The journey with Whitman is perpetual, but to continue with him means we also return. Since Whitman offers “words of a questioning,” we are encouraged to revise as we reflect.
I first called upon this passage as an epigraph to my senior thesis in college, which made no other reference to Whitman. I assumed Whitman’s words were “omniverous” enough (so he describes them in the lines immediately preceding) to initiate what I had hoped to say about James Joyce as a cultural critic in his fiction. Whitman’s verb “indicate” suggests the writer’s semiotic power. The words index the world.
When I returned in graduate school, this time to study Whitman at length, I noticed anew the distinction the poet advances between artful objects made and the worlds of their making. The passage includes a questioning of the very image-making enterprise at work in “this printed and bound book,” begun most famously with an engraving from a well-taken daguerreotype. I had my mind’s eye then on Whitman’s photographic poetics. The reflexive questioning in this passage moves the reader into the mode of rethinking, just as one could move a daguerreotype from positive to negative image with a shift of the hand. We indicate reality in our representational forms, but we also loose related parts of the world, body and mind, in the process.
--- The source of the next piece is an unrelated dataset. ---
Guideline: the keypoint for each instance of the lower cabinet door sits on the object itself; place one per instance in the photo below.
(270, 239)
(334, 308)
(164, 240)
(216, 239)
Every way of seeing, as the rhetorician Kenneth Burke put it, is a way of not seeing. More recently, I have returned to Whitman’s lines in order to glean for my students rich examples of rhetorical structures. Parataxis, anaphora, and isocolon are well known in Whitman, and here these figures of repetition are vivid and vital. Here, too, the figures antithesis, aporia, and auxesis amplify and parallel tensions implicated in Whitman’s compressed rhetorical questioning, or erotema. The repeated ellipses, which elsewhere in the poem tend to pause or join, are here signs of displacement and suggest a measure of distance. They mark the doubt in the questions that follow.
But the answers? Whitman himself returned and revised, of course, and will later admonish and yet encourage in one of the revisions of this poem (what would later become section 38), calling his pupils forward: Continue your annotations, continue your questionings.